Now, let's see if we can find words related to the positive class, as well as words related to the negative class.

In [36]:
import numpy as np

thetaarray = model.theta.toArray().T

vocab_size = len(vocab)

dtype = [('label', 'S10'), ('neg', float), ('pos', float)]
prob_values = [ (vocab[i],
                 np.exp(thetaarray[i,0])*(1-np.exp(thetaarray[i,1])),
                 (1-np.exp(thetaarray[i,0]))*np.exp(thetaarray[i,1]))
               for i in range(vocab_size) ]

a = np.array(prob_values, dtype=dtype)       # create a structured array

In [37]:
prob_values[0]

('guitar', 0.006222922580237934, 0.008793205823640094)

In [38]:
np.sort(a, order='pos')[::-1][0:20]

array([(b'pedal', 0.00667606, 0.01036225),
       (b'string', 0.00391814, 0.00955271),
       (b'guitar', 0.00622292, 0.00879321),
       (b'great', 0.00169551, 0.00781073),
       (b'ipad', 0.0014542 , 0.00682595),
       (b'delay', 0.00035155, 0.00615357),
       (b'easi', 0.00063057, 0.00605684),
       (b'sound', 0.00373599, 0.00598788),
       (b'mike', 0.00040292, 0.0053778 ),
       (b'price', 0.0027482 , 0.00501963),
       (b'good', 0.00468863, 0.00496378),
       (b'pick', 0.00283501, 0.00482706),
       (b'other', 0.00448186, 0.004827  ),
       (b'cabl', 0.00386692, 0.00481758),
       (b'jam', 0.00070566, 0.0047976 ),
       (b'stand', 0.00327582, 0.004767  ),
       (b'tone', 0.00152812, 0.00466939),
       (b"b'i", 0.00195458, 0.00439361),
       (b'nice', 0.00143984, 0.0043902 ),
       (b'tuner', 0.00469819, 0.0043608 )],
      dtype=[('label', 'S10'), ('neg', '<f8'), ('pos', '<f8')])

In [39]:
np.sort(a, order='neg')[::-1][0:20]

array([(b'pedal', 0.00667606, 0.01036225),
       (b'record', 0.00643652, 0.0016922 ),
       (b'guitar', 0.00622292, 0.00879321),
       (b'product', 0.00610722, 0.00305226),
       (b'thing', 0.00518676, 0.00162531),
       (b'cheap', 0.00492438, 0.00114616),
       (b'mic', 0.00486441, 0.00245868),
       (b'tuner', 0.00469819, 0.0043608 ),
       (b'good', 0.00468863, 0.00496378),
       (b'problem', 0.00460113, 0.0027619 ),
       (b'other', 0.00448186, 0.004827  ),
       (b'time', 0.00428997, 0.003345  ), (b'b', 0.00425538, 0.00403088),
       (b'capo', 0.00422081, 0.00342679),
       (b'review', 0.00417728, 0.00135955),
       (b'strap', 0.00416568, 0.00412251),
       (b'batteri', 0.00413894, 0.00240294),
       (b'someth', 0.00412973, 0.0017657 ),
       (b'same', 0.00408317, 0.00122643),
       (b'way', 0.00403511, 0.00261567)],
      dtype=[('label', 'S10'), ('neg', '<f8'), ('pos', '<f8')])

Some words in the positive class like 'great', 'easy', 'good', and 'nice' are clearly associated with  the positive class.  Words like 'problem' and 'cheap' are more obviously related to the negative class.
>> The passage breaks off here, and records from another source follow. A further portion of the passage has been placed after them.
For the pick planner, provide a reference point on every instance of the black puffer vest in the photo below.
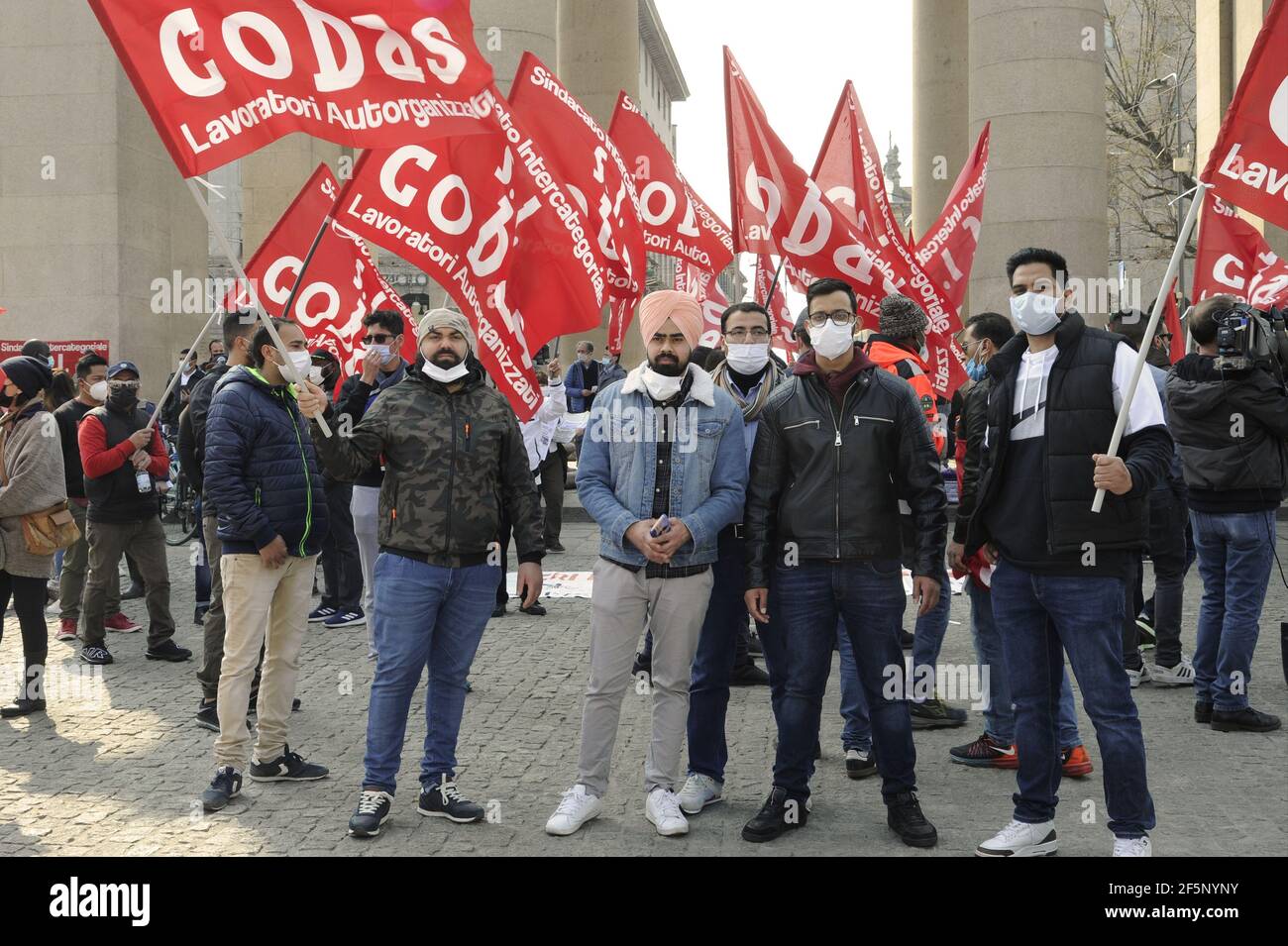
(1080, 421)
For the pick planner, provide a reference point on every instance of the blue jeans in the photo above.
(423, 614)
(999, 717)
(1235, 550)
(868, 597)
(1042, 617)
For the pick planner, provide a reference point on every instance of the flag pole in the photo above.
(226, 248)
(1172, 266)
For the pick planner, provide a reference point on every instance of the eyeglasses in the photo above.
(841, 317)
(756, 335)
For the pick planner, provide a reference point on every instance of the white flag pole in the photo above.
(1172, 267)
(287, 367)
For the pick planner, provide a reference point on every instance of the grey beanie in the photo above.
(901, 317)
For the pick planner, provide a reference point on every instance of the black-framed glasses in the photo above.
(841, 317)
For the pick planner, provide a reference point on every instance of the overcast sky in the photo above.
(797, 55)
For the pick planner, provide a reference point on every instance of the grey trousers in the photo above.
(621, 604)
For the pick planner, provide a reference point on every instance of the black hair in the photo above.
(825, 287)
(88, 362)
(389, 319)
(992, 326)
(1033, 254)
(237, 325)
(262, 338)
(746, 306)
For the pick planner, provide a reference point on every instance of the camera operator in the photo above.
(1229, 415)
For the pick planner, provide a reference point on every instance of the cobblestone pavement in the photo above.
(116, 768)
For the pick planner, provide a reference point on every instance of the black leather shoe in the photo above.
(777, 816)
(903, 815)
(1245, 719)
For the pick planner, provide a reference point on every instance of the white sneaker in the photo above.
(1181, 675)
(576, 808)
(698, 791)
(1020, 839)
(1132, 847)
(662, 808)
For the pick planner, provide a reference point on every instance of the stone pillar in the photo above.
(1037, 73)
(93, 206)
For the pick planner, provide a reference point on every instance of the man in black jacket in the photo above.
(382, 367)
(840, 443)
(1231, 425)
(1059, 568)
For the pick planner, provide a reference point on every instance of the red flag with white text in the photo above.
(220, 80)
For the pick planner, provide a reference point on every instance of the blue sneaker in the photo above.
(347, 618)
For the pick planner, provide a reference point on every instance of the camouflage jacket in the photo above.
(451, 463)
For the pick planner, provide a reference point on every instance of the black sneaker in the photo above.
(777, 816)
(905, 817)
(935, 714)
(373, 811)
(1245, 719)
(168, 652)
(223, 788)
(95, 656)
(290, 766)
(445, 800)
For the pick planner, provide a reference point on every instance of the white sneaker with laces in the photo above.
(698, 791)
(1181, 675)
(1020, 839)
(1132, 847)
(662, 808)
(576, 808)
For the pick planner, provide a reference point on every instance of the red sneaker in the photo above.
(1074, 762)
(119, 622)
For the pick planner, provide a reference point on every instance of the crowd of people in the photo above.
(746, 491)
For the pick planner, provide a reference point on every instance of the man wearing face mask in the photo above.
(1057, 581)
(90, 392)
(452, 447)
(261, 472)
(382, 367)
(662, 472)
(840, 444)
(750, 377)
(123, 459)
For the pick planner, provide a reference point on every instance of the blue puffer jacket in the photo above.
(259, 468)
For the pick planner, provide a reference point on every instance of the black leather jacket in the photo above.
(831, 480)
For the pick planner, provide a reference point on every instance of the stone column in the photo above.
(1037, 73)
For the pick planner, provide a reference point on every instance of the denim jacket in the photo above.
(617, 467)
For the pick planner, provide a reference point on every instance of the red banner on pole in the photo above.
(220, 80)
(677, 222)
(1248, 163)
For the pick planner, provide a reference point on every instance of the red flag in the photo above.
(585, 158)
(677, 222)
(1233, 258)
(777, 207)
(1248, 163)
(488, 222)
(947, 250)
(220, 80)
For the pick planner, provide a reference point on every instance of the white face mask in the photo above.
(832, 340)
(662, 386)
(445, 374)
(1034, 313)
(747, 360)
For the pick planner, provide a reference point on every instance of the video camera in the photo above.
(1247, 339)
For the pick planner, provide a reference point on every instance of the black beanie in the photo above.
(29, 373)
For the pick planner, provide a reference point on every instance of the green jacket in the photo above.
(451, 463)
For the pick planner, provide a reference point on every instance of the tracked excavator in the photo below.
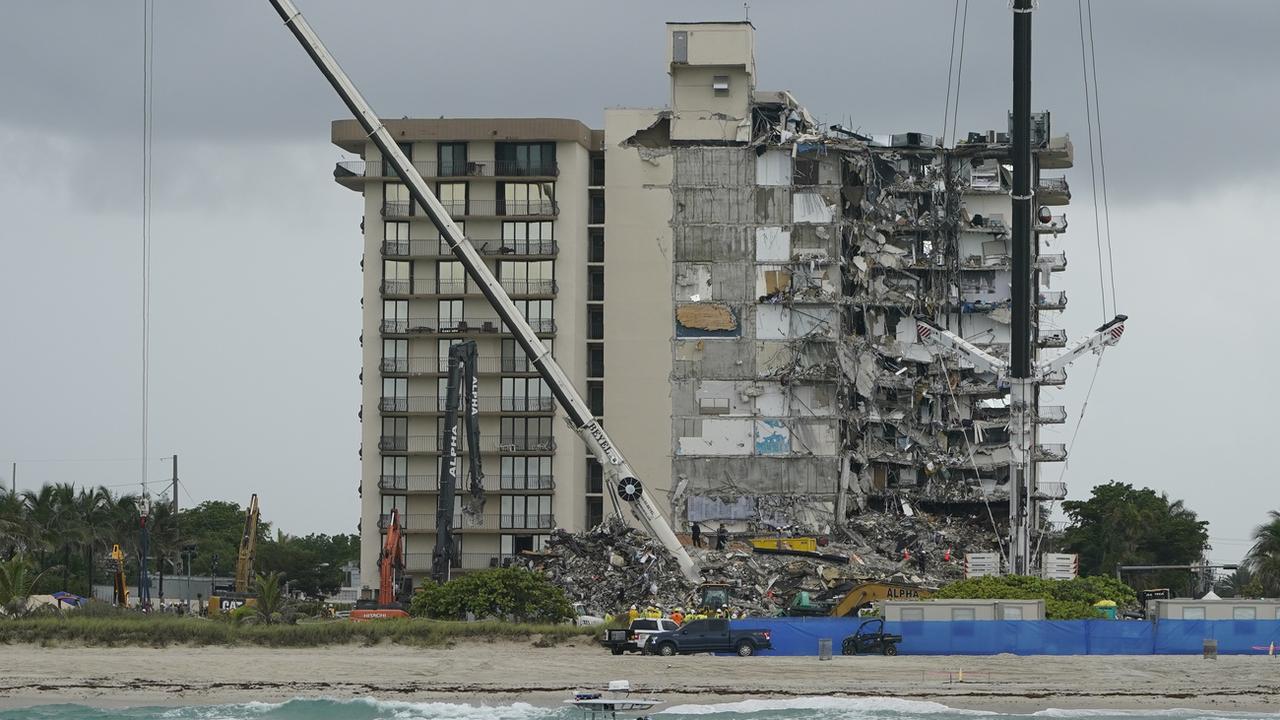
(620, 478)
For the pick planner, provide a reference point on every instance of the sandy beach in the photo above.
(507, 671)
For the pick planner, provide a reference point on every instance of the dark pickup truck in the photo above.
(708, 636)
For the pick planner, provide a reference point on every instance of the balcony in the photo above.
(1056, 224)
(352, 172)
(1055, 378)
(487, 404)
(1051, 300)
(543, 209)
(1052, 191)
(432, 445)
(485, 365)
(430, 484)
(1054, 263)
(1050, 337)
(1050, 491)
(507, 249)
(1050, 452)
(1051, 414)
(438, 327)
(488, 522)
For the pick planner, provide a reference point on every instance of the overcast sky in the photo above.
(256, 250)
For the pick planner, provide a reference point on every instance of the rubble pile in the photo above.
(613, 565)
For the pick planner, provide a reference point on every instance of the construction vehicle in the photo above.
(225, 598)
(391, 568)
(120, 595)
(618, 475)
(855, 598)
(462, 383)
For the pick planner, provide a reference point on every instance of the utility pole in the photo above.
(1022, 382)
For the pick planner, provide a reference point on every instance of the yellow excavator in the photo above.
(227, 598)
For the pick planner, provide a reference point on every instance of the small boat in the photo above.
(615, 702)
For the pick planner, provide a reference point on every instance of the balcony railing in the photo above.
(478, 209)
(1051, 414)
(433, 169)
(487, 364)
(485, 522)
(1051, 300)
(439, 249)
(1052, 490)
(1050, 452)
(487, 404)
(435, 326)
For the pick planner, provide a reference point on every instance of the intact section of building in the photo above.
(520, 191)
(735, 297)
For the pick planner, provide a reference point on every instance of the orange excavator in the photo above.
(391, 568)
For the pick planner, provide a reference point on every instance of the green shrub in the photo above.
(1064, 600)
(503, 593)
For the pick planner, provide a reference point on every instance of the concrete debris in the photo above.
(613, 566)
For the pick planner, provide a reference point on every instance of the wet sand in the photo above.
(498, 673)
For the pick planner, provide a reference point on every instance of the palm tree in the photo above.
(1264, 557)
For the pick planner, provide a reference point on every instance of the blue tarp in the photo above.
(800, 636)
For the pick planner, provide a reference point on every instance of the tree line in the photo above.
(67, 534)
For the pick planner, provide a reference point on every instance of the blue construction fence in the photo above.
(800, 636)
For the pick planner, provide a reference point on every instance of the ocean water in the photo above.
(790, 709)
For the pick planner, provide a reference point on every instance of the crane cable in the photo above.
(147, 51)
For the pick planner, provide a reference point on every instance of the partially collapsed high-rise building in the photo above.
(732, 283)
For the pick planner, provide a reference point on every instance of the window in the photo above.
(595, 323)
(453, 159)
(394, 315)
(396, 240)
(526, 199)
(595, 212)
(525, 158)
(595, 285)
(597, 169)
(525, 434)
(394, 395)
(595, 397)
(533, 511)
(407, 149)
(451, 278)
(453, 196)
(394, 355)
(595, 245)
(396, 199)
(594, 360)
(397, 277)
(594, 477)
(394, 473)
(449, 315)
(528, 238)
(526, 473)
(526, 395)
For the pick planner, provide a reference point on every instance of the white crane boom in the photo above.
(618, 474)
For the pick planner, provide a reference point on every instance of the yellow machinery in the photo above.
(227, 598)
(865, 593)
(120, 596)
(803, 545)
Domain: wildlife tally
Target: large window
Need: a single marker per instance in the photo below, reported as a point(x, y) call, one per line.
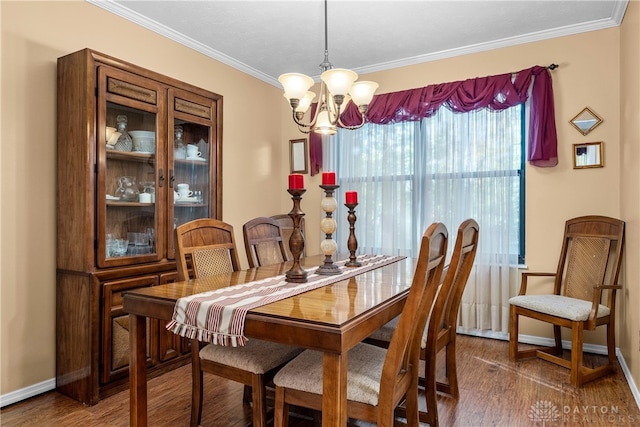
point(448, 167)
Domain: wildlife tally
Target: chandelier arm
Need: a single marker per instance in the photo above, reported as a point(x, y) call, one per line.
point(342, 125)
point(301, 125)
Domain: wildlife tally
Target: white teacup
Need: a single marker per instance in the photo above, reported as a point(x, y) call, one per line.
point(192, 151)
point(144, 197)
point(185, 193)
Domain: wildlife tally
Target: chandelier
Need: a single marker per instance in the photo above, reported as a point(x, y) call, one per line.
point(338, 86)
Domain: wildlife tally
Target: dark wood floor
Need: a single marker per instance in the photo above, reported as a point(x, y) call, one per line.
point(493, 392)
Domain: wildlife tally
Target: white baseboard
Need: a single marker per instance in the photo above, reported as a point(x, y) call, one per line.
point(540, 341)
point(27, 392)
point(48, 385)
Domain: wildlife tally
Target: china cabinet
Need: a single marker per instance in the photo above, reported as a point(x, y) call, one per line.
point(128, 140)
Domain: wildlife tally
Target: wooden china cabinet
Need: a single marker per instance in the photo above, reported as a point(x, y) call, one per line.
point(117, 207)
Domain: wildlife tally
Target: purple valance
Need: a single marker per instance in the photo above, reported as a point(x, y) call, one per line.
point(493, 92)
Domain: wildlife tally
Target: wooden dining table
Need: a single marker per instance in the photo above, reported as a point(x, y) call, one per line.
point(331, 319)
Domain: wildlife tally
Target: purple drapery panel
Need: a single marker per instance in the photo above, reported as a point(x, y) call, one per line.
point(315, 147)
point(493, 92)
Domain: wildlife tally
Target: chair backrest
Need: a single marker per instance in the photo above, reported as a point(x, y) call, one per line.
point(286, 227)
point(207, 246)
point(445, 311)
point(591, 256)
point(400, 370)
point(263, 242)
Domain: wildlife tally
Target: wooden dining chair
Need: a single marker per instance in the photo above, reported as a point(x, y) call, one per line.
point(440, 332)
point(583, 298)
point(263, 242)
point(286, 227)
point(377, 379)
point(208, 247)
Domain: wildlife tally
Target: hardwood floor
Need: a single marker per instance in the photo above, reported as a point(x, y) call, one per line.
point(493, 392)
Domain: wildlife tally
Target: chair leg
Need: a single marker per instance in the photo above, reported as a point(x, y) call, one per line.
point(259, 401)
point(196, 384)
point(431, 414)
point(611, 344)
point(246, 395)
point(557, 335)
point(450, 368)
point(513, 334)
point(411, 406)
point(577, 371)
point(281, 409)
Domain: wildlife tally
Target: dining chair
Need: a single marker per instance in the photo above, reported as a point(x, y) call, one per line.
point(208, 247)
point(583, 298)
point(263, 242)
point(378, 379)
point(286, 227)
point(440, 332)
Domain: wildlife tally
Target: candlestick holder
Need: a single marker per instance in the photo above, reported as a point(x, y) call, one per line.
point(328, 226)
point(296, 242)
point(352, 242)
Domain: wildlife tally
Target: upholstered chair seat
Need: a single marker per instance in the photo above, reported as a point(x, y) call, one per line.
point(559, 306)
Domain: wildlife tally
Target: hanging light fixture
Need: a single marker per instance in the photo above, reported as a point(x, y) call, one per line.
point(338, 86)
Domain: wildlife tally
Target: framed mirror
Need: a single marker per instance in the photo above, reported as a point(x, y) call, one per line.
point(298, 155)
point(588, 155)
point(586, 121)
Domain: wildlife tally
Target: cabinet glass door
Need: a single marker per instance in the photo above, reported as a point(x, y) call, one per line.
point(128, 207)
point(191, 133)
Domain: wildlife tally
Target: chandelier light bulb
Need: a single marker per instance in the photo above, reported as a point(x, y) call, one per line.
point(339, 80)
point(338, 87)
point(305, 102)
point(295, 85)
point(323, 124)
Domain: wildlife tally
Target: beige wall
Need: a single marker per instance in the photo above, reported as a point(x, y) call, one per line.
point(256, 152)
point(629, 334)
point(34, 35)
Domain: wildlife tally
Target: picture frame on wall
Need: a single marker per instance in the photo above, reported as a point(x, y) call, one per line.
point(588, 155)
point(299, 155)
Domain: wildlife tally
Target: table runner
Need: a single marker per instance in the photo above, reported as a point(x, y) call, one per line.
point(218, 316)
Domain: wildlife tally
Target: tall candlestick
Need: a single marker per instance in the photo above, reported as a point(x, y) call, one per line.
point(351, 197)
point(352, 242)
point(296, 181)
point(328, 178)
point(296, 242)
point(328, 226)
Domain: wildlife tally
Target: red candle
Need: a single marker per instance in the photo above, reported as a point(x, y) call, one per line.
point(328, 178)
point(296, 181)
point(352, 197)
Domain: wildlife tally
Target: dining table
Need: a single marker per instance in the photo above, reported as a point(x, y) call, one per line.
point(331, 319)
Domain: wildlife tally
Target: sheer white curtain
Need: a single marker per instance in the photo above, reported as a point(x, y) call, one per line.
point(446, 168)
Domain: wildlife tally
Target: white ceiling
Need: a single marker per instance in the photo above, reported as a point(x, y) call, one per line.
point(266, 38)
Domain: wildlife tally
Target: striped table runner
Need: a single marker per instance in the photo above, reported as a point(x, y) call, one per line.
point(218, 316)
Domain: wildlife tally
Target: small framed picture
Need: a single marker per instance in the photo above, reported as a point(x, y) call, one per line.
point(588, 155)
point(298, 155)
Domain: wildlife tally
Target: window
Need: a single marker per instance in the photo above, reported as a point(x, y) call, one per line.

However, most of the words are more product related. That is because we ran the model on a dataset that only included instrument reviews. Therefore, the positive and negative associations are biased by the vocabulary related to the products that people evaluate as positive or negative. To get a better sense of words associated with positive or negative reviews, we need to broaden our dataset.